Etapes préparatoires
1. Couper les échantillons en utilisant un couteau ou des ciseaux.
2. Mélanger les échantillons, à raison de 115 g maximum par mélange de
tissu.
Par ex. pour le porc : jusqu’à 115 morceaux de 1 g du diaphragme sont
mélangés. Veuillez vous référer à la Réglementation officielle CE 2015/1375
pour plus de détails sur les espèces individuelles.
Remarque : de 100 g à 115 g de tissus sont recommandés par mélange. Si
moins de 100 g de tissus sont utilisés, les volumes de solution de travail du
Tampon de dilution, de la Solution enzymatique et les volumes de rinçage
doivent être adaptés en fonction. Ne pas utiliser moins de 10 g de tissu.
Digestion artificielle
1. Préparer 2 L de Tampon de digestion concentré 1x (100±5 mL de
Tampon de digestion (20x) + 1900 mL d’eau) dans le récipient de
digestion (par ex. un gobelet).
Remarque : L’eau peut être préchauffée (60±2°C) pour réduire le temps
de chauffage de l’étape 4.
2. Ajouter 0.5–1 mL d’additif au Tampon de digestion.
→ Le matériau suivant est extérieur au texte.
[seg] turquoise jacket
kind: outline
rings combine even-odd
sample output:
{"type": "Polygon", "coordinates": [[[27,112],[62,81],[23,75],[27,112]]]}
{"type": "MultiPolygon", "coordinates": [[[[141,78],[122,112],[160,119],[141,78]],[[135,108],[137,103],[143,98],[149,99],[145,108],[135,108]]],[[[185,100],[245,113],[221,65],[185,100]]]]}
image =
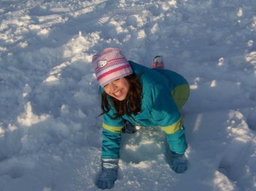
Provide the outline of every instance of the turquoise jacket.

3. Ajouter 50±2 mL de Solution enzymatique.
4. Chauffer à la température de +60±2°C.
5. Hacher entièrement le tissu dans un broyeur, puis transférer le tissu
haché dans la solution de digestion préparée et préchauffée. Rincer le
broyeur avec la solution de digestion préparée pour garantir un
transfert complet du tissu haché.
Remarque : Rincer le broyeur avec de l’eau avant de hacher un autre
échantillon de viande.
6. Incuber pendant 20±2 min à +60±2°C sous fortes conditions d’agitation
(≥750 rpm). Confiner le récipient de digestion pour prévenir la perte de
chaleur en utilisant par ex. une feuille en aluminium.
Remarque : Durant l’agitation, le liquide de digestion doit être vortexé
à une vitesse suffisamment élevée pour créer un profond tourbillon
sans éclaboussures. S’assurer que le vortexage est suffisant pour
maintenir la viande en suspension. Ceci évite une digestion incomplète.
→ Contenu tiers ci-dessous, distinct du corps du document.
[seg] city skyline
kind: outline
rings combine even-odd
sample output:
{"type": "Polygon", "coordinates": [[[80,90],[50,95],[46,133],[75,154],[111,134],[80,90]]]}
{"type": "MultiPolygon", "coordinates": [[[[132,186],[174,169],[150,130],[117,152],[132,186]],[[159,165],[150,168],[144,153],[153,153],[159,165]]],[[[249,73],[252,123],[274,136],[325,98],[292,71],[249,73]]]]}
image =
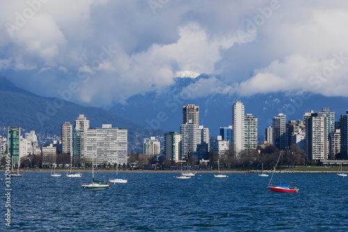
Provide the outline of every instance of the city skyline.
{"type": "Polygon", "coordinates": [[[41,96],[99,107],[199,74],[223,80],[183,90],[200,90],[191,99],[347,97],[345,1],[156,2],[2,2],[1,74],[41,96]]]}

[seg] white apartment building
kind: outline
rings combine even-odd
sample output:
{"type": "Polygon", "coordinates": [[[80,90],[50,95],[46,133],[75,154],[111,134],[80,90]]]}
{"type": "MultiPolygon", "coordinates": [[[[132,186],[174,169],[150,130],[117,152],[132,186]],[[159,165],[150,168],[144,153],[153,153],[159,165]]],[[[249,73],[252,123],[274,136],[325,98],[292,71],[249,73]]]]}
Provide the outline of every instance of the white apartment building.
{"type": "Polygon", "coordinates": [[[182,106],[183,124],[192,122],[197,126],[199,125],[199,106],[189,104],[182,106]],[[191,121],[190,121],[191,120],[191,121]]]}
{"type": "Polygon", "coordinates": [[[252,114],[244,116],[244,147],[258,148],[258,118],[252,114]]]}
{"type": "Polygon", "coordinates": [[[89,129],[89,120],[84,115],[79,115],[74,121],[74,129],[79,131],[86,131],[89,129]]]}
{"type": "Polygon", "coordinates": [[[329,158],[337,158],[336,156],[341,154],[341,130],[336,129],[329,136],[329,158]]]}
{"type": "Polygon", "coordinates": [[[62,153],[72,154],[72,125],[65,122],[61,126],[62,153]]]}
{"type": "Polygon", "coordinates": [[[100,165],[126,165],[127,161],[127,131],[103,124],[102,128],[88,129],[85,132],[85,162],[100,165]]]}
{"type": "Polygon", "coordinates": [[[232,108],[232,142],[235,151],[238,154],[245,149],[244,146],[244,105],[237,101],[232,108]]]}
{"type": "Polygon", "coordinates": [[[230,141],[223,140],[221,135],[218,135],[216,140],[213,140],[210,144],[211,151],[214,151],[216,154],[222,155],[230,149],[230,141]]]}
{"type": "Polygon", "coordinates": [[[181,160],[186,160],[189,153],[197,150],[197,125],[190,120],[180,125],[181,160]]]}
{"type": "Polygon", "coordinates": [[[31,152],[31,142],[21,137],[19,140],[19,157],[27,156],[31,152]]]}
{"type": "Polygon", "coordinates": [[[7,141],[5,137],[0,135],[0,156],[5,154],[7,149],[7,141]]]}
{"type": "Polygon", "coordinates": [[[164,154],[172,161],[180,160],[181,134],[171,131],[164,134],[164,154]]]}
{"type": "Polygon", "coordinates": [[[143,142],[143,153],[146,156],[152,156],[159,154],[160,143],[155,137],[150,137],[150,138],[144,138],[143,142]]]}
{"type": "Polygon", "coordinates": [[[306,158],[319,161],[329,157],[327,119],[321,113],[313,113],[306,120],[306,158]]]}
{"type": "Polygon", "coordinates": [[[42,165],[52,166],[56,164],[57,148],[53,144],[48,147],[42,147],[42,165]]]}
{"type": "Polygon", "coordinates": [[[279,149],[285,150],[289,148],[289,140],[286,133],[286,115],[279,113],[273,118],[273,144],[279,149]]]}
{"type": "Polygon", "coordinates": [[[210,151],[210,132],[209,128],[205,128],[203,125],[199,125],[197,129],[197,151],[210,151]]]}

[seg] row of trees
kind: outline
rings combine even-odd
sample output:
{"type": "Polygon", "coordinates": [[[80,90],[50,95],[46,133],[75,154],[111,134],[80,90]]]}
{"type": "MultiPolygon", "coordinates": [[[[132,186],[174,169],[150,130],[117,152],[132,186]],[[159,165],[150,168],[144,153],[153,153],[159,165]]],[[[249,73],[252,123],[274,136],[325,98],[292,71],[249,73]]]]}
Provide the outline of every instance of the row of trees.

7. Verser le liquide de digestion à travers les mailles en acier inoxydable à
l’intérieur de l’entonnoir de séparation (voir les spécifications sous la
section « Matériel additionnel requis »).
8. Rincer très soigneusement le gobelet avec de l’eau (volume maxi. de
300 mL). Verser l’eau à travers les mailles en acier inoxydable à
l’intérieur de l’entonnoir de séparation.
9. Rincer soigneusement l’acier inoxydable avec de l’eau en utilisant une
bouteille à air comprimé.
Remarque : La digestion est considérée satisfaisante si pas plus de 5%
du poids de l’échantillon de départ ne reste sur le tamis.
10. Vérifier que l’entonnoir de séparation est positionné bien verticalement.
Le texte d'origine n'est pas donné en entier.